When examining whole herd feed efficiency, the productivity of the sow herd directly determines the number of pigs that sow feed use and costs can be spread over. As an example, let's consider two identical farms that use 2,100 lb. of feed per sow per year. If one of the farms markets 18 pigs/sow/year, each pig marketed would carry the cost of 117 lb. of sow feed. If the other farm marketed 22 pigs/sow/year, each pig marketed would carry only 95 lb. of sow feed.

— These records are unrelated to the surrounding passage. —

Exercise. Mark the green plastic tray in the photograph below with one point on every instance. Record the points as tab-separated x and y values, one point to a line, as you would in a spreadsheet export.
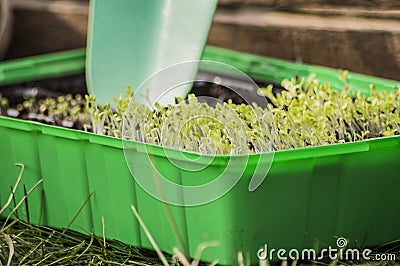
344	190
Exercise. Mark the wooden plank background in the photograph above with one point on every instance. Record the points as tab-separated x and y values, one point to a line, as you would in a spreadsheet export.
359	35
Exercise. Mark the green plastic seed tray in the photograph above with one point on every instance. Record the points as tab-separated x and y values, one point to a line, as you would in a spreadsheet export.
310	196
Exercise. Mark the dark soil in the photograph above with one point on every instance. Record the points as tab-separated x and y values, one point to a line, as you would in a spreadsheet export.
239	92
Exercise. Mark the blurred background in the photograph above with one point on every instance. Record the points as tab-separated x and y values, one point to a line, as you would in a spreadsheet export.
359	35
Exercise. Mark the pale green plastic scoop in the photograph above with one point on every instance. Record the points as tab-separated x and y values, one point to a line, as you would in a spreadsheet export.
130	40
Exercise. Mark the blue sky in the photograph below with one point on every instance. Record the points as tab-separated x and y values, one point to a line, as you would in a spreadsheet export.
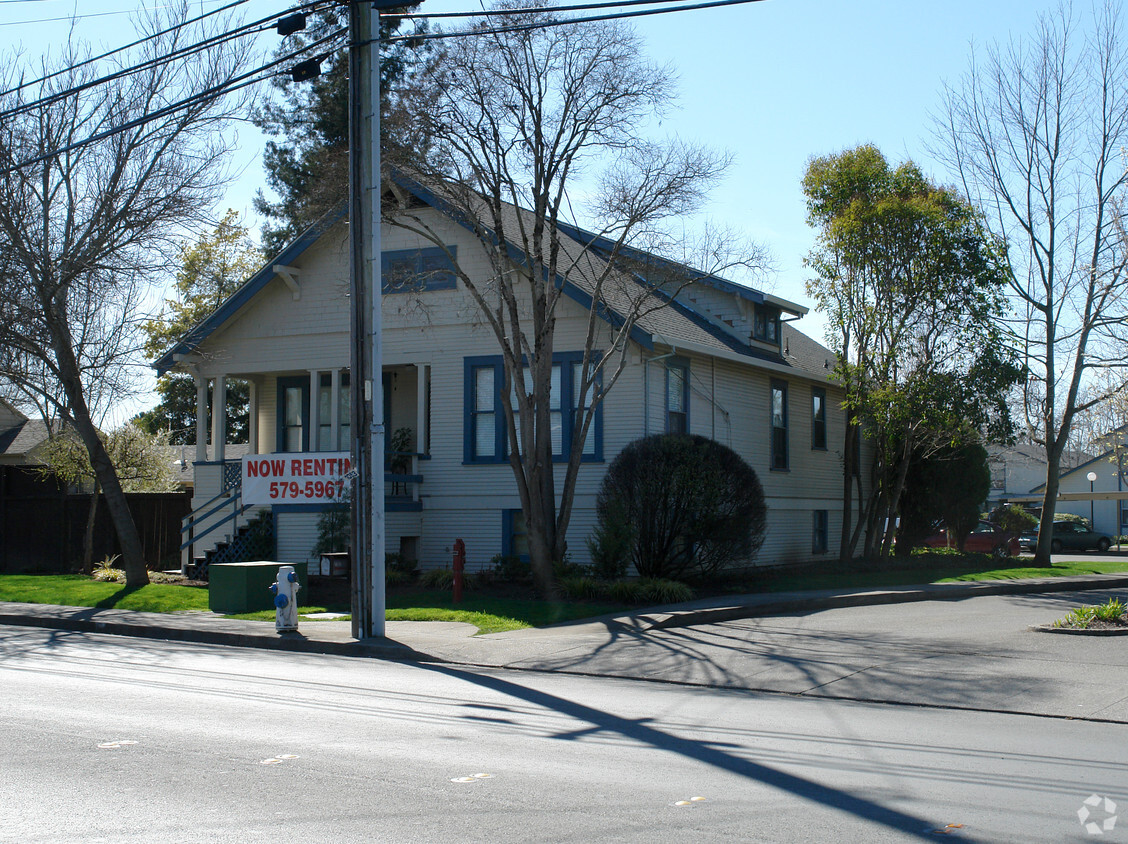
775	82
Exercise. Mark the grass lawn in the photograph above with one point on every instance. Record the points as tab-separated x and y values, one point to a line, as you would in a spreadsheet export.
78	590
494	613
950	569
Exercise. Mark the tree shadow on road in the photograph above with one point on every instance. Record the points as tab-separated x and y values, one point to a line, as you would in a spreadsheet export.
707	753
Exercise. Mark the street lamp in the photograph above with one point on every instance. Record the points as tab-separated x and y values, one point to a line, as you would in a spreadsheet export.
1092	477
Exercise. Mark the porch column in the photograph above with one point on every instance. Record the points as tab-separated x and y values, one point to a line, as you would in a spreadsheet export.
315	410
253	416
335	411
201	419
422	446
219	418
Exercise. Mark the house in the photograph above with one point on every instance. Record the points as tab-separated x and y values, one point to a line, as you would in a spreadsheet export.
43	521
722	360
1102	498
1019	469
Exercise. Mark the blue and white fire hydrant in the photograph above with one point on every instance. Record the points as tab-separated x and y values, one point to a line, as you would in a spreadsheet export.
285	599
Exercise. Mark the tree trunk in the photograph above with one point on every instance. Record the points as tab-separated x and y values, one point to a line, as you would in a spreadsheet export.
137	572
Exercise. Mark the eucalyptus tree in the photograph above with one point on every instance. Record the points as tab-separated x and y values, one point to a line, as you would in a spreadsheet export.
1037	131
911	291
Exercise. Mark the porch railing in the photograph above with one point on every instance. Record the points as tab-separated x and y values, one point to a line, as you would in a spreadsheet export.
402	482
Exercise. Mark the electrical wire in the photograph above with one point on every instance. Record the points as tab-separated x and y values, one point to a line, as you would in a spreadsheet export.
563	22
119	50
80	17
226	87
199	46
529	10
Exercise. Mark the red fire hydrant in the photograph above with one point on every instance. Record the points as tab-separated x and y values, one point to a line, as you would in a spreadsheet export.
459	566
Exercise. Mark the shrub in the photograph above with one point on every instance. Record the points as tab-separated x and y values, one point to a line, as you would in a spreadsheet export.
1013	518
580	588
444	579
402	564
610	544
693	506
106	572
657	590
438	579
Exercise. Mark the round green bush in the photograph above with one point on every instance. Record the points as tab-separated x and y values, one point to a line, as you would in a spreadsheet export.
689	506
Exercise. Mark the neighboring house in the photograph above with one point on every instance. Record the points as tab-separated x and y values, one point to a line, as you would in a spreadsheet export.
183	459
24	494
1018	469
43	522
722	361
1104	499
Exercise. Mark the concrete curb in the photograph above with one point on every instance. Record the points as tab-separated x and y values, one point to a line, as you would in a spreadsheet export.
265	640
210	630
853	598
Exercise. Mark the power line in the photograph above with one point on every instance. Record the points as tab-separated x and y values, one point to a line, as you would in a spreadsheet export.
241	31
226	87
73	17
565	22
528	10
119	50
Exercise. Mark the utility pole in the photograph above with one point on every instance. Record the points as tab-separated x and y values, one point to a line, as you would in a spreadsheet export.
367	366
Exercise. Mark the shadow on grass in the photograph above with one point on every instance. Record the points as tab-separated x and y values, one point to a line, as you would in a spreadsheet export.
117	597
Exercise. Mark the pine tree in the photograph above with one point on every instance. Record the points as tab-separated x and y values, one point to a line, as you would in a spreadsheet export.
211	270
307	166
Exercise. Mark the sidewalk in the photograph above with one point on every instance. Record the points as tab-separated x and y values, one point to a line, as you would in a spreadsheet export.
954	644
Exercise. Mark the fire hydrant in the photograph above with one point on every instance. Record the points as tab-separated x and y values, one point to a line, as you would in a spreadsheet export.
285	599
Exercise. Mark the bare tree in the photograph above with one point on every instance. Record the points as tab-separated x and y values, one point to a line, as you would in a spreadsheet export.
103	165
528	128
1036	131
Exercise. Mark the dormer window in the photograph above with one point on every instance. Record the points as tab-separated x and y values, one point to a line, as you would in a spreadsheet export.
766	324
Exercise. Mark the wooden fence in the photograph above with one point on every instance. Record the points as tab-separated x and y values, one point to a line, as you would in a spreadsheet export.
43	527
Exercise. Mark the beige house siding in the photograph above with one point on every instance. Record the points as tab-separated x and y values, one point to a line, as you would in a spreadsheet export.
276	335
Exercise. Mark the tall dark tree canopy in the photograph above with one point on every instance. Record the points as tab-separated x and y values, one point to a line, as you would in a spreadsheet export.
307	159
911	289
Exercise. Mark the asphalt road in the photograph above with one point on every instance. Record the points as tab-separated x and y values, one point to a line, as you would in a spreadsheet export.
115	739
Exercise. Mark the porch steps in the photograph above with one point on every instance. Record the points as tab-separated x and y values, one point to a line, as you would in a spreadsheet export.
250	541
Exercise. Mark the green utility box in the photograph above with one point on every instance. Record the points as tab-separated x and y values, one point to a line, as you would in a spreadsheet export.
246	587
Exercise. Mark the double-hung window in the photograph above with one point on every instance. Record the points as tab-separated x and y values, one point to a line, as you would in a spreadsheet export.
766	324
293	413
820	532
778	424
486	437
413	271
818	419
677	395
325	414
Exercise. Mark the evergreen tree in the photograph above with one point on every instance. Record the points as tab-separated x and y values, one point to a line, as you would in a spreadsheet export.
307	165
211	270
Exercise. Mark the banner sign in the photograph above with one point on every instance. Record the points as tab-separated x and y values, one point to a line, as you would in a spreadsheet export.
294	478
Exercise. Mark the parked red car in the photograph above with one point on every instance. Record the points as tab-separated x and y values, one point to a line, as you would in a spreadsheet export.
986	538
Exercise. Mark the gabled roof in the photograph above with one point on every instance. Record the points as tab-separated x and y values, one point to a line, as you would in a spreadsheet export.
16	444
245	293
584	256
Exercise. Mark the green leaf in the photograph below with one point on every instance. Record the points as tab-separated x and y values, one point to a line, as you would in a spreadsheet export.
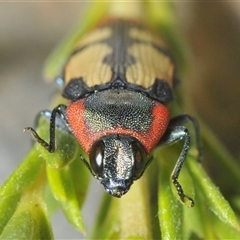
30	220
28	223
169	207
212	195
24	175
69	186
8	206
134	212
125	218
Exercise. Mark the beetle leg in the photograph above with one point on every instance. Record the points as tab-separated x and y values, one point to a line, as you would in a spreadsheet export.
174	133
60	110
184	118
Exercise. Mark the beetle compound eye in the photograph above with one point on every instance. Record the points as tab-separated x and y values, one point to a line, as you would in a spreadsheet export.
96	157
139	157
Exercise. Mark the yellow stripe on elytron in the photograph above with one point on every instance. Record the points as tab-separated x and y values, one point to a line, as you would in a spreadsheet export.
95	35
88	64
150	64
146	36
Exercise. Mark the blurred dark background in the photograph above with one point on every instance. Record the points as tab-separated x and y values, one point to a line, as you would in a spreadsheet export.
29	32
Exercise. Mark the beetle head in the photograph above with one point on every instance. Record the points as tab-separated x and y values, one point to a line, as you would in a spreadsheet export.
117	160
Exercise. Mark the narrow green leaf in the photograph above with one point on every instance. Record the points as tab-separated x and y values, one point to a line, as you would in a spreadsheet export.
107	224
212	195
69	186
8	206
170	209
134	212
30	220
24	175
30	223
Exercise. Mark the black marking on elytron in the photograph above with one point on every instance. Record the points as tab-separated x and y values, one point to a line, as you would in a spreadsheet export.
77	89
113	108
119	60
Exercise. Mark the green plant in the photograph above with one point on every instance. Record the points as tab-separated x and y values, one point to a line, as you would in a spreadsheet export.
44	181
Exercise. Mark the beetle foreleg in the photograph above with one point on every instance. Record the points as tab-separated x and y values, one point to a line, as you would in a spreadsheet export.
184	118
174	133
60	109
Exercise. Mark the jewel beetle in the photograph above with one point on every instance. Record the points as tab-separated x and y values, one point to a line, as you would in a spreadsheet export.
119	78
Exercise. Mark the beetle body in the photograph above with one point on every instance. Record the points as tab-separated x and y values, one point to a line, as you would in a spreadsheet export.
119	78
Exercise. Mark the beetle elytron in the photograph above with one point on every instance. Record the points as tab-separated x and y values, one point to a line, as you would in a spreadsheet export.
119	78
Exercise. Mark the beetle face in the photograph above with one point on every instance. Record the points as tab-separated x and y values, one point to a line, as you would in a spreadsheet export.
117	160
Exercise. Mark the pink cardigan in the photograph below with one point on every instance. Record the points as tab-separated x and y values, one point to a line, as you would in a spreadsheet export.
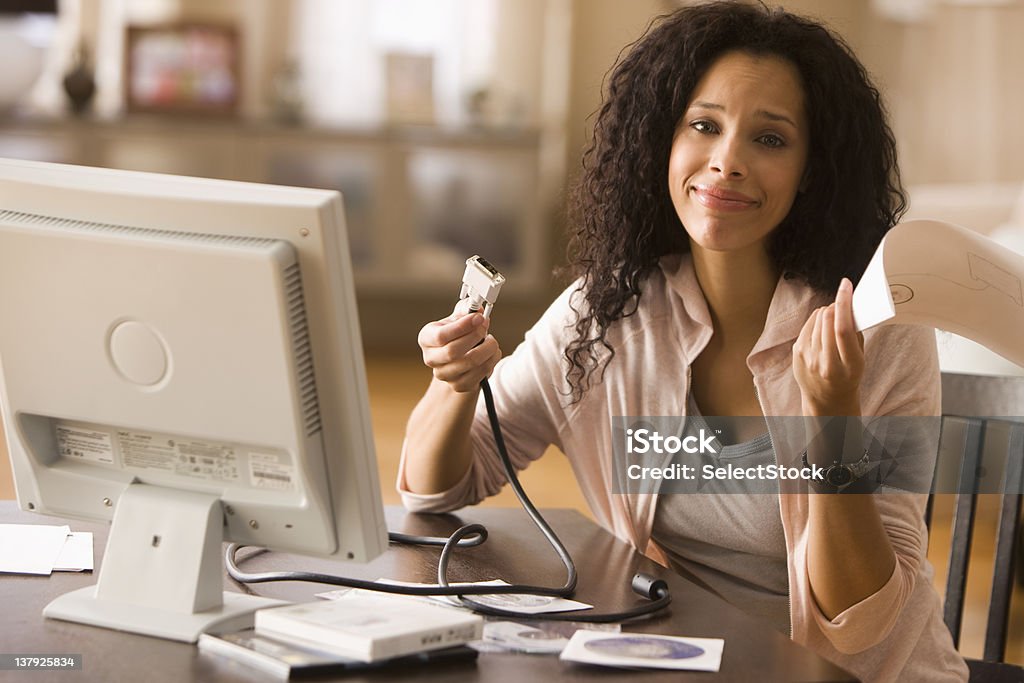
896	634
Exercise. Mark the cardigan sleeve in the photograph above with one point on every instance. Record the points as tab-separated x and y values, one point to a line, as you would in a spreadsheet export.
530	393
904	385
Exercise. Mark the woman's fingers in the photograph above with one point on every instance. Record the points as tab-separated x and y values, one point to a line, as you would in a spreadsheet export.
850	344
465	373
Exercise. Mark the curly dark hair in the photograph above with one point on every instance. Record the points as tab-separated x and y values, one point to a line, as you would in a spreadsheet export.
622	216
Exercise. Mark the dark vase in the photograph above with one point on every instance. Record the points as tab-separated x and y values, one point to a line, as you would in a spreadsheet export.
79	83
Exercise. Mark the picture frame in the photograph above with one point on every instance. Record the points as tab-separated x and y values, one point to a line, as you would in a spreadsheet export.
184	68
410	88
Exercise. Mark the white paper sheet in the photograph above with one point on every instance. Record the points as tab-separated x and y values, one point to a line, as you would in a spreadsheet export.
76	554
31	548
946	276
524	604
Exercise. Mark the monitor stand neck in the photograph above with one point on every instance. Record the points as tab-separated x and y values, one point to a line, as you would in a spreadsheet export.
162	572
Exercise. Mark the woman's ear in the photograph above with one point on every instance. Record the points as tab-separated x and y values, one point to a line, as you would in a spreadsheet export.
805	181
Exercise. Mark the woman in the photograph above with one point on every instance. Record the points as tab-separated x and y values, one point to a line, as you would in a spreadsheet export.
742	173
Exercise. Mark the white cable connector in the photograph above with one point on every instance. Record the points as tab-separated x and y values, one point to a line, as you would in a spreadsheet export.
480	285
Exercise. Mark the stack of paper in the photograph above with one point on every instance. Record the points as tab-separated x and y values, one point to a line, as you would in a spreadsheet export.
42	549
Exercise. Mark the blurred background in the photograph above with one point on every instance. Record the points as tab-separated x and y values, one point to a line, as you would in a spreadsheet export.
454	127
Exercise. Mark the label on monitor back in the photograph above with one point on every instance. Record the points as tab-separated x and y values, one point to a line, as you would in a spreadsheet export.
84	443
178	456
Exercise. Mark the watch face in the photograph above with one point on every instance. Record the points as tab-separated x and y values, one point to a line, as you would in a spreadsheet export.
840	475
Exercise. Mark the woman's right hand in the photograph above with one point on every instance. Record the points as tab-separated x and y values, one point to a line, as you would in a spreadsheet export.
459	349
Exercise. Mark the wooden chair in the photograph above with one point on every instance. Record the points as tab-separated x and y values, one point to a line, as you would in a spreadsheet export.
983	437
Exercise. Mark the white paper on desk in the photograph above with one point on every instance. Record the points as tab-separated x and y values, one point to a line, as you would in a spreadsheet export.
517	602
946	276
31	548
644	650
77	553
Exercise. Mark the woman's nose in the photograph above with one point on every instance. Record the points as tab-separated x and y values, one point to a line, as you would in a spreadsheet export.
727	160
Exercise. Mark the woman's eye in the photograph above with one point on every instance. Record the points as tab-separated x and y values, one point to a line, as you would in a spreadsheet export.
704	126
771	140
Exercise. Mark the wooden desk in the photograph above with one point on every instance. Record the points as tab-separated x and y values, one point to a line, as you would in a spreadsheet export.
514	552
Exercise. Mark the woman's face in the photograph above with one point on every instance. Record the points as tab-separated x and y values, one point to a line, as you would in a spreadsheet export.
739	152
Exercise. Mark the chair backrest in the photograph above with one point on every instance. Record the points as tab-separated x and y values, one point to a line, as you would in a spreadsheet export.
983	434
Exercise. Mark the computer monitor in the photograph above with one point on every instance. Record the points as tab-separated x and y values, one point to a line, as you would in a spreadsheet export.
182	356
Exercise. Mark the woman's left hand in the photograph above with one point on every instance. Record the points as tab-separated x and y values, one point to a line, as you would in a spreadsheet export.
828	358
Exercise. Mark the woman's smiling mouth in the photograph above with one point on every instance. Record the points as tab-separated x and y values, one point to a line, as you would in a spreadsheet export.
721	199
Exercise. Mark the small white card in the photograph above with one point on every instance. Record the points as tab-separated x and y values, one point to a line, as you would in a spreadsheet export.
517	602
31	548
644	650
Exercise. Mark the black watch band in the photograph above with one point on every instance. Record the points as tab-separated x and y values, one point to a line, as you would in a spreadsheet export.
837	476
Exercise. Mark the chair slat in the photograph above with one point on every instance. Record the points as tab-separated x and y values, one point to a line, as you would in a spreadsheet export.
963	526
1006	548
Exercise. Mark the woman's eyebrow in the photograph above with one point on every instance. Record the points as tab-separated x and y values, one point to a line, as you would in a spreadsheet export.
764	114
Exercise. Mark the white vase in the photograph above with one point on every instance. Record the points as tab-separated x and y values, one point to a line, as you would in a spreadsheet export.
22	58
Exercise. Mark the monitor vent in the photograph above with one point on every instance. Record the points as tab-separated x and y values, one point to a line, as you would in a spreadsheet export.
18	218
301	349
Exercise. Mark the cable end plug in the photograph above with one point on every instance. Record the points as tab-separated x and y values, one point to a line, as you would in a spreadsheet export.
649	587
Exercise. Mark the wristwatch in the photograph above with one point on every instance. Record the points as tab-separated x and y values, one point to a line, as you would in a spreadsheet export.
839	475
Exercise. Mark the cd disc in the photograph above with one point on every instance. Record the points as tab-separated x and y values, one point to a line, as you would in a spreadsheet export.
644	647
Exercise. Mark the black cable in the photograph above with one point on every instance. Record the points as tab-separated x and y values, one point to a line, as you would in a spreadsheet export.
464	537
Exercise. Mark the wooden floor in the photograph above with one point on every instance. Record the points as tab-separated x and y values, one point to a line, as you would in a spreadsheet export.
396	383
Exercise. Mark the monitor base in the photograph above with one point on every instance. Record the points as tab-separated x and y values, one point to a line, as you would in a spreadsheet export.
84	607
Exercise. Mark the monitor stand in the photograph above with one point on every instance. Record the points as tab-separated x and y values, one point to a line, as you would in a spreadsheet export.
162	572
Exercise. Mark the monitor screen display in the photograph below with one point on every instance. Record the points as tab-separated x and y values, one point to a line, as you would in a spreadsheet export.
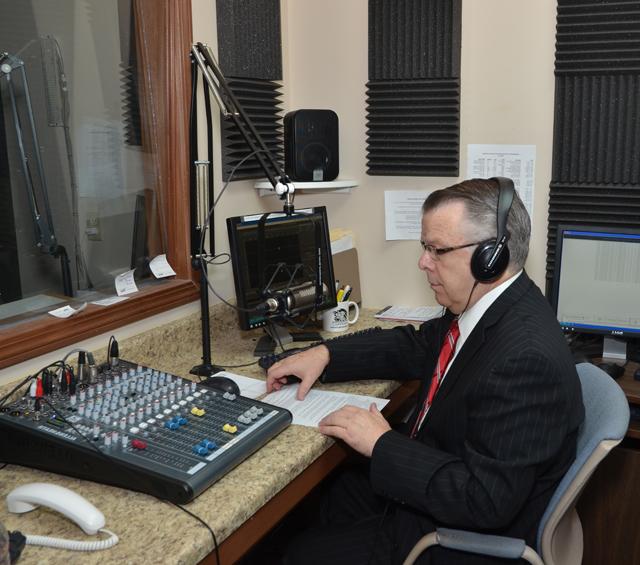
596	285
276	254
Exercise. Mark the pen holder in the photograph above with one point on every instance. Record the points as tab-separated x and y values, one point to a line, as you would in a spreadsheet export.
337	319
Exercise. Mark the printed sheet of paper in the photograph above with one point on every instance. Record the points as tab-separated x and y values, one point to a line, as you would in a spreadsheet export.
125	283
403	214
110	300
67	311
518	162
415	314
318	403
160	267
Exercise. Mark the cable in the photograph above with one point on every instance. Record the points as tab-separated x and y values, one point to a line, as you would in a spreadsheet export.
30	378
205	227
213	535
74	545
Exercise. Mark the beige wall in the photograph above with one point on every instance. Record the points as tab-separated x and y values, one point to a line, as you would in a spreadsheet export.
507	97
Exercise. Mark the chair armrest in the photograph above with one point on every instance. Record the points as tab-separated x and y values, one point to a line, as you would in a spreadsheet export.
473	542
496	546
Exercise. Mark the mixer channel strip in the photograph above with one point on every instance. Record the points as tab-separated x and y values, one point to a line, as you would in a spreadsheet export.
141	429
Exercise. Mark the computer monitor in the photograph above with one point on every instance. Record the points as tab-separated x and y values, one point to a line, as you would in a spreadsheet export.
596	284
283	260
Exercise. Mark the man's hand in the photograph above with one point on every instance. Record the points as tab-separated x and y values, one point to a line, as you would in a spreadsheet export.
306	365
358	427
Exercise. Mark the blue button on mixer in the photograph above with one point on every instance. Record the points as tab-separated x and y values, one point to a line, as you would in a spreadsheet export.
210	445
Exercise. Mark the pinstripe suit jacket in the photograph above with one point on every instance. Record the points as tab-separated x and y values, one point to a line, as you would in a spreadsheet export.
500	434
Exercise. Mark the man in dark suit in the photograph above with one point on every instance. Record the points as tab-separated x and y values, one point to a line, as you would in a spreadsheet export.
494	438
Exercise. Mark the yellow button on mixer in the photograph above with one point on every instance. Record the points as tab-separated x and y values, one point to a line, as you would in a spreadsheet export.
229	428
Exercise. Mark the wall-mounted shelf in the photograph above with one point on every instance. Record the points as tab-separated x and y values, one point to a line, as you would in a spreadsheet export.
338	185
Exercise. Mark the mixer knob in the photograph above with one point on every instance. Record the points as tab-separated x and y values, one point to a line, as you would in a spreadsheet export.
200	450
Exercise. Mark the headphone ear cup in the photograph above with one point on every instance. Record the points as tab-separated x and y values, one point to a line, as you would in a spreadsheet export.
480	261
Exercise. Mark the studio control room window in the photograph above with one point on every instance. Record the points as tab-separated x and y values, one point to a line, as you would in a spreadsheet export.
89	186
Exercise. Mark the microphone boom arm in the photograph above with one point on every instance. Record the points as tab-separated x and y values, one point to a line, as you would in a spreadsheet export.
45	236
232	109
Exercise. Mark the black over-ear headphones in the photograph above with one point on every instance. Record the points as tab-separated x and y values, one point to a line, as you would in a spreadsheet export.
491	257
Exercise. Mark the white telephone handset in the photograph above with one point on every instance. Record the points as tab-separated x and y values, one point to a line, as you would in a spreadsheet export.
28	497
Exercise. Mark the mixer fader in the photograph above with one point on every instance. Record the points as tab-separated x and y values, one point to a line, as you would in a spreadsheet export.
138	428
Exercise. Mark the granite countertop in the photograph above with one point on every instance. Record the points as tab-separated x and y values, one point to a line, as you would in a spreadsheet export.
152	531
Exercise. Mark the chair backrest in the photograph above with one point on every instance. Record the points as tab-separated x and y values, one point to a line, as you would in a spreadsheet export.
605	424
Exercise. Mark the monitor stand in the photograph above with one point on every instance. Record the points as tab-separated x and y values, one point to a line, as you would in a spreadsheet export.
278	335
615	349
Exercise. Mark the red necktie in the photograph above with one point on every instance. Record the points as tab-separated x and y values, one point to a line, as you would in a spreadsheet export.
446	353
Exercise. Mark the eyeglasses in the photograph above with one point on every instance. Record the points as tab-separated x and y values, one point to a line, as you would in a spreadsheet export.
436	252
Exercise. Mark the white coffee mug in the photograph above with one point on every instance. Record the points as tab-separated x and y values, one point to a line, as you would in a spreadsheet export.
337	319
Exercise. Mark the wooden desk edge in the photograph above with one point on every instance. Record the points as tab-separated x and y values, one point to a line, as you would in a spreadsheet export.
254	529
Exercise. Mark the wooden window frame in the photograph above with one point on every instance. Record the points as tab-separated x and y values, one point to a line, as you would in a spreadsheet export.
168	69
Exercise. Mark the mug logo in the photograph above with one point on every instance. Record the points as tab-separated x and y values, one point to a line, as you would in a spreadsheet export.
340	316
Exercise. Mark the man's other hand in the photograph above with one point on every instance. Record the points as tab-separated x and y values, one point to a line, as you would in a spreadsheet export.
306	365
358	427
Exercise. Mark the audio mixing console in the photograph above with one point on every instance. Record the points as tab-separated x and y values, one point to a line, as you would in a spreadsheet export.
137	428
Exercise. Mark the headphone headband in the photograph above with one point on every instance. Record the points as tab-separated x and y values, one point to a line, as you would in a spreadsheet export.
491	257
506	191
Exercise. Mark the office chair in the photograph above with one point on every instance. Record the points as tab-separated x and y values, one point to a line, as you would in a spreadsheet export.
559	540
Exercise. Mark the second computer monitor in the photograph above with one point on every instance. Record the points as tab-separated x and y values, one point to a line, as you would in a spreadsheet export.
596	282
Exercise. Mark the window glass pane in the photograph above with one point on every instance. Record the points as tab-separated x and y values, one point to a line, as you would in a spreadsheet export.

Because feed efficiency becomes poorer as pigs become heavier, the starting and ending weight of pigs must be considered when comparing closeout feed efficiency from one group or farm to another.
For example, feed efficiency increases by approximately 0.005 lb. for each 1-lb. increase in average starting and ending weights for the group. Thus, if two groups of pigs have the same starting weight, but one is marketed 10 lb. heavier than the other group, feed efficiency would be expected to be 0.05 higher for the heavier group, just because of the market weight. On an energy basis, the 0.005 lb. would be equivalent to 7.5 kcal more metabolizable energy for each 1-lb. increase in average starting or ending weight.
Although weaning age doesn't have much impact on feed efficiency, it can greatly impact other measures of efficiency of feed use, such as feed cost in the nursery, because lower complexity (and lower cost) diets are required as weaning age is increased.
Benchmarking Efficiency of Feed Use
Because so many factors influence feed efficiency, the best benchmarks are those developed within the production system. The overall goal of benchmarking is to make consistent, measurable improvement over time.
When comparing benchmark levels, adjustments must be made to account for the factors that influence feed efficiency, such as gender, diet form, dietary energy level and starting and ending weight, as discussed above.
The values provided in Table 1 offer intervention levels for closeout feed efficiency for nursery, finishing and wean-to-finish pigs. If the efficiency numbers for the production system are not better than these levels, reasons for this deficiency should be investigated.